Broomfield is a village and civil parish in the Sedgemoor district of Somerset, England, situated about five miles north of Taunton.  According to the 2011 census it had a population of 249.

The village is the highest village on the Quantock Hills and lies on the Quantock Greenway footpath.

History

Approximately  from the village is the Iron Age hill fort of Ruborough Camp.
There was a tunnel, which has now been filled in, which gave the camp safe access to a nearby spring for water.

The estate was owned after the Norman Conquest by William de Mohun of Dunster, 1st Earl of Somerset.

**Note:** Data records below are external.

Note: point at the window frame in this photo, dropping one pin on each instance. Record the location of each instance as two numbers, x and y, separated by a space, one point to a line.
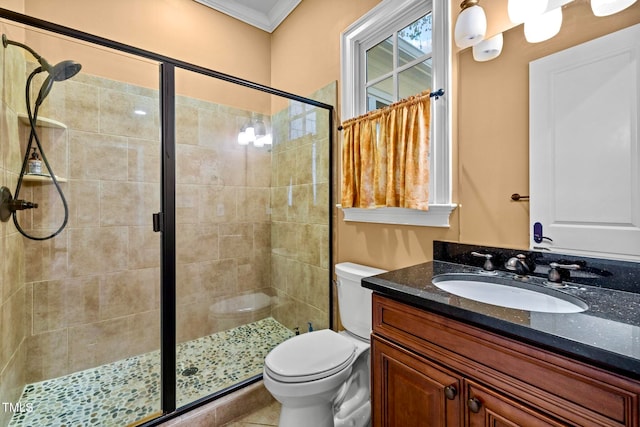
375 26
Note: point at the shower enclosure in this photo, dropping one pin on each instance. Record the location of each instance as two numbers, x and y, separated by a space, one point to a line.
198 232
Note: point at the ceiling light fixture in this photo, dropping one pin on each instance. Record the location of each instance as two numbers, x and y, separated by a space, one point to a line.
471 25
255 132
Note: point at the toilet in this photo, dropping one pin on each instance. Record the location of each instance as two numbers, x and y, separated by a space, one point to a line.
321 378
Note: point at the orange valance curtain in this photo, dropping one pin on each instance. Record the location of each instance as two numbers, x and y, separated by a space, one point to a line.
385 156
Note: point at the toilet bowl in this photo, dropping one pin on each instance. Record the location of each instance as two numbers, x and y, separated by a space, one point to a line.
321 378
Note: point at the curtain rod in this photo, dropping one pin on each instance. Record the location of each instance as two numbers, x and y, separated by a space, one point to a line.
437 94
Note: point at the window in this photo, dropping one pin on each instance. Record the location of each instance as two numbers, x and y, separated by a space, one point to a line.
302 120
399 49
400 65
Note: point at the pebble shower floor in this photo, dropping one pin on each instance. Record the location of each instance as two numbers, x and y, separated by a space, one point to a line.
122 392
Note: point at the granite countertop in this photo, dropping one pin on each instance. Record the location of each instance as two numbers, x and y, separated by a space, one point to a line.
607 334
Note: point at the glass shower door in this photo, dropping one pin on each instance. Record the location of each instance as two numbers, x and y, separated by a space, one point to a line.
252 229
87 351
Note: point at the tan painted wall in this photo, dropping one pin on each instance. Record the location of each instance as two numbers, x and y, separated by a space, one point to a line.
181 29
303 55
493 126
490 127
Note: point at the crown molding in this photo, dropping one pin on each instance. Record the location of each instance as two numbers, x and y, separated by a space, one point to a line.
265 21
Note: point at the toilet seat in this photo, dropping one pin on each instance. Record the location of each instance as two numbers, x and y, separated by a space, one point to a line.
310 357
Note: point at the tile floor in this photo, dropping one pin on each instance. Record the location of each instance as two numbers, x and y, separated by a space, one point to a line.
267 416
119 393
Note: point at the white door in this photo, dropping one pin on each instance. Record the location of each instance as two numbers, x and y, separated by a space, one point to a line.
583 146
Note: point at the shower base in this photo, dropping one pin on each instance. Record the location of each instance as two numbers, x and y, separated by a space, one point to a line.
122 392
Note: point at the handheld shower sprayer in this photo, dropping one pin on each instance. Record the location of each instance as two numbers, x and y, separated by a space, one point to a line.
62 71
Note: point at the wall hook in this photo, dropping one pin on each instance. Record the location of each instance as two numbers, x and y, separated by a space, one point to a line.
437 94
9 205
518 198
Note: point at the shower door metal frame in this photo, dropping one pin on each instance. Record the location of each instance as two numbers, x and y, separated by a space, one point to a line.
165 220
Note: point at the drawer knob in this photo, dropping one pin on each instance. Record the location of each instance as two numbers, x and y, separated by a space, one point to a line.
450 392
474 405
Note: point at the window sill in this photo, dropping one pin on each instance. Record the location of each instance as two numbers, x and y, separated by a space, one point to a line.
436 216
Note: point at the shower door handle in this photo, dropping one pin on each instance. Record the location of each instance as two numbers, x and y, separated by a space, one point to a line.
158 222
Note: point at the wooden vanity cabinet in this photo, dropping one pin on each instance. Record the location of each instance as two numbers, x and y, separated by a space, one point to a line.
429 370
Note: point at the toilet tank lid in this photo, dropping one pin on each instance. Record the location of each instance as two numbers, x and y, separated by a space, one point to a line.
355 271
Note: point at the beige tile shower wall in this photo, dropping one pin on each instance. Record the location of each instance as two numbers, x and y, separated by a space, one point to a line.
223 216
93 291
13 326
300 217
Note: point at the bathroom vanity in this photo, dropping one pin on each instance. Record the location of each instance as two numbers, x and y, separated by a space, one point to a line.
443 360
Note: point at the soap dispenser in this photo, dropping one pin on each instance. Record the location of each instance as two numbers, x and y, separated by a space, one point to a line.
35 164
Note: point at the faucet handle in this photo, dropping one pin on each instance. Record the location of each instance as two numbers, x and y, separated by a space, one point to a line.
488 265
555 276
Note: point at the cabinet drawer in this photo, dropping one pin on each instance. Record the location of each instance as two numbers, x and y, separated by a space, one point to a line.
571 391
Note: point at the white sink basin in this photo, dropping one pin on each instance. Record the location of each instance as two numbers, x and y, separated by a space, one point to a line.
504 292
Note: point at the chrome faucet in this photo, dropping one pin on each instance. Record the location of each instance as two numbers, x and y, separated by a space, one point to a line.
518 264
488 264
556 271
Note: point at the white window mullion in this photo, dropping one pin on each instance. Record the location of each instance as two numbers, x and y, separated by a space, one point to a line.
389 17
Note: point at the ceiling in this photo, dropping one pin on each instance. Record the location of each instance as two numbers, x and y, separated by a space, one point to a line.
263 14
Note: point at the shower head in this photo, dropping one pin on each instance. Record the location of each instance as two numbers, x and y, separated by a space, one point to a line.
43 62
61 71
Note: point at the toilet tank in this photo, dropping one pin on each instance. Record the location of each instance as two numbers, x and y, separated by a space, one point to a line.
354 301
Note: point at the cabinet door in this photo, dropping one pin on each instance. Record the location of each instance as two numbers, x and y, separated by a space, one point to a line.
409 391
485 407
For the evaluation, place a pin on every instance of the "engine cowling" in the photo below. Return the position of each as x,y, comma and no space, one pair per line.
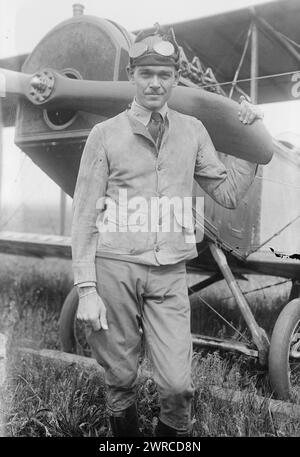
83,47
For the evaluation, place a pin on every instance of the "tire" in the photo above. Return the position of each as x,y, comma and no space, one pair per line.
284,371
67,332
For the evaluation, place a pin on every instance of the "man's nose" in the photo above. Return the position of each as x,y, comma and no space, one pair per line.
155,82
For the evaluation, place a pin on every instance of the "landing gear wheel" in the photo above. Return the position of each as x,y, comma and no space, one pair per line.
67,331
284,354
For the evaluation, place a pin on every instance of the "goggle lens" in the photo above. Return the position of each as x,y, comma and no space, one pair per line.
163,48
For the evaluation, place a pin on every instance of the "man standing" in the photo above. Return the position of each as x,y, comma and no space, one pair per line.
131,280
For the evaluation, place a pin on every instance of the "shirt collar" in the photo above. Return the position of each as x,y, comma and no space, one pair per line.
143,114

Broomfield was part of the hundred of Andersfield.

Governance

The parish council has responsibility for local issues, including setting an annual precept (local rate) to cover the council's operating costs and producing annual accounts for public scrutiny. The parish council evaluates local planning applications and works with the local police, district council officers, and neighbourhood watch groups on matters of crime, security, and traffic. The parish council's role also includes initiating projects for the maintenance and repair of parish facilities, as well as consulting with the district council on the maintenance, repair, and improvement of highways, drainage, footpaths, public transport, and street cleaning. Conservation matters (including trees and listed buildings) and environmental issues are also the responsibility of the council.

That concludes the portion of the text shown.